Thursday 1 October 2015

When Will The Transfer Of Ghana's Natural Capital To A Powerful Few End?

During a 2003 meeting in the  UK, attended by the Eton-educated ex-SAS officer, and mercenary, Simon Mann, and the Nigerian-born Lebanese businessman, Ely Calil, at which the overthrow of Equatorial Guinea's President Theodoro Obiang was discussed, Ely Calil was said to have remarked: "Now there's a place I would like to be king for a day."

Now that is a phrase pregnant with meaning: As Equatorial Guinea's king-for-a-day, Ely Calil would probably have spent the day signing oil agreement after oil agreement, favouring companies fronting for him, which gave ownership of that oil-rich nation's oil deposits to Calil and his associates.

Perhaps Ely Calil should head for Ghana instead - for it is a welcoming place where he will not need to spend vast sums to effect regime-change by invading mercenaries, to enable him grab a valuable share of Ghana's untold wealth.

He can simply buy greedy and selfish politicians, who will happily collude with him to shortchange Ghana, by signing some of the world's worst agreements, to favour him, for small change: just a few million dollars.

With greedy and cunning politicians like the James Afenyo Markins, the Freddie Blays, and their ilk, around, there will be no dearth of politicians happy to accommodate Calil - and with their help he will soon become the wealthiest Nigerian-born Lebanese tycoon in the world: and swiftly rise to the top of the list of the world's 50 most swashbuckling billionaires.

The crimes of our political class are many and egregious.

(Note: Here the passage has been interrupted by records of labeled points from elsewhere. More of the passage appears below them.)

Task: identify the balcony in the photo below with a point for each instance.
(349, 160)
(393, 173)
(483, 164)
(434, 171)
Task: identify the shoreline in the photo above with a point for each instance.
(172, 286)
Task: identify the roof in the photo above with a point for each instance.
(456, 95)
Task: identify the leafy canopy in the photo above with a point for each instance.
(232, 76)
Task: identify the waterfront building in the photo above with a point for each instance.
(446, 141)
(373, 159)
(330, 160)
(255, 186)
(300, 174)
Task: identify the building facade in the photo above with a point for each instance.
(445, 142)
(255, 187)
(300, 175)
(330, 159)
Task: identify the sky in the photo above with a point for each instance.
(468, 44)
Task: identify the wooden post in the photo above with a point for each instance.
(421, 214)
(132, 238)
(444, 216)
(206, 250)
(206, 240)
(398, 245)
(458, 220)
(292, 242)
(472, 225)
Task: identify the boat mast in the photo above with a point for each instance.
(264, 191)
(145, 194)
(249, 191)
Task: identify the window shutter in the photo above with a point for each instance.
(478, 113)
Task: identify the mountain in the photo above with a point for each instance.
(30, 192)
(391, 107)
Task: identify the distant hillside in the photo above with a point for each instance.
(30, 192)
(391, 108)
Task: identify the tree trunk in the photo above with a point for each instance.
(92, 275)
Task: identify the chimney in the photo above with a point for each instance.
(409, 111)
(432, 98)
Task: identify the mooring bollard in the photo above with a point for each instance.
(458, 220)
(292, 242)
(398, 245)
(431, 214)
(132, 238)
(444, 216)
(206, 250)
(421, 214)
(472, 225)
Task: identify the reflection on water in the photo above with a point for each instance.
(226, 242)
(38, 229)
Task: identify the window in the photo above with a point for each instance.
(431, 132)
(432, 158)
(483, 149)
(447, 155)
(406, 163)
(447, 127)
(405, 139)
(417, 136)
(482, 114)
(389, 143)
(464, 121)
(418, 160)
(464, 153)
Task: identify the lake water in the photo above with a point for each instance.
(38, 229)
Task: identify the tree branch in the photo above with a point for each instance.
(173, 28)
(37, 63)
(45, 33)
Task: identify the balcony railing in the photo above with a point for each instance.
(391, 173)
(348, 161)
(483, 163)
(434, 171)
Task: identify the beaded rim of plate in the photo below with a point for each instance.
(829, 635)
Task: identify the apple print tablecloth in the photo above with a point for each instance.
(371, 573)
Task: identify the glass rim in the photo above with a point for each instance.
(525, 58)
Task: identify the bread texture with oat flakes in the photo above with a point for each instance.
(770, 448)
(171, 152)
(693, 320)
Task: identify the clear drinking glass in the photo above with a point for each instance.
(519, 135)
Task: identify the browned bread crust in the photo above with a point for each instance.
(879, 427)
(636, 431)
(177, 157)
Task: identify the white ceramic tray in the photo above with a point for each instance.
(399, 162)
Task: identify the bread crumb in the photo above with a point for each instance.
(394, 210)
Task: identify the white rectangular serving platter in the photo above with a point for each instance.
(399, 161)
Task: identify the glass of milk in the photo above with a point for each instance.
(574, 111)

Where else in the world but Ghana, would politicians ignore national laws giving a monopoly on the development and operation of ports, to a Ports and Harbours Authority - that has already borrowed hundreds of millions of dollars to extend and enlarge the nation's ports - and instead give a foreign company with no money of its own, and with a chequered past like Calil's late friend Tiny Rowland's rump Lohnro, the go-ahead to build a freeport to service Ghana's oil and gas industry, as a monopoly? Pure madness.

The Ghanaian countryside is crawling with Chinese nationals engaged in small-scale gold mining - a sector reserved for Ghanaians only. Yet, behind them are said to be  powerful and politically well-connected Ghanaians.

In the meantime, rivers and soils in vast swathes of Ghana's landmass, as well as its ground water table, are being poisoned with heavy metals and toxic chemicals such as cyanide and mercury with impunity. Why are those small-scale Chinese gold miners not being forced to pay for the clean-up of the environmental pollution they are responsible for - which will affect the quality of life of present and future generations of our people? Do they not pay reclamation bonds upfront as required?

And do our leaders not realise that the impunity with which the wealthy criminal syndicates behind illegal logging in Ghana operate (especially those behind the illegal logging that goes on unabated in the Akyem Juaso section of the Atewa range upland evergreen rainforest) has so emboldened them, that they are now putting the Densu Basin at serious risk?

Where will Accra and other urban areas dependant on the Densu River for their drinking water supply, get water from, if the Densu's watershed is eventually destroyed?

Do National Security officials not recognise the threat posed to the Densu Basin by the wealthy criminals who sponsor chainsaw gangs to engage in illegal logging at Akyem Juaso  - and its security implications?

Why should a few super-rich crooks be allowed to grow even wealthier by destroying an upland evergreen rainforest providing ecosystem services vital for ensuring the well-being and quality of life of millions of Ghanaians?

When will that abomination be halted, I ask? There is only one route out of the rainforest at Akyem Juaso for the illegal chainsaw gangs to evacuate their bush-cut lumber: the road off the Accra-Kumasi highway, which begins from Akyem Juaso through Saamang and ends at Osino junction to join the Accra-Kumasi highway.  So why don't the security agencies place surveillance cameras along it? And if they also know that the illegal logging is centred in the areas bordering forestry reserve pillars 92, 93, 95, 96, 97 and 98, known locally as "Thompson" and "Francois" why don't they focus on that section of the Atewa range?

As the Anas Amereyaws work hard to hasten the end of the days of impunity in Ghana, the question our educated urban ruling elites must answer is: When will their transfer of Ghana's natural capital to a powerful few end?  There will doubtless be consequences for them one day. They had better beware - for the ordinary people of Ghana cannot be fooled forever. And neither will they remain forever patient. That is why the transfer of Ghana's natural capital to a powerful and greedy few must end.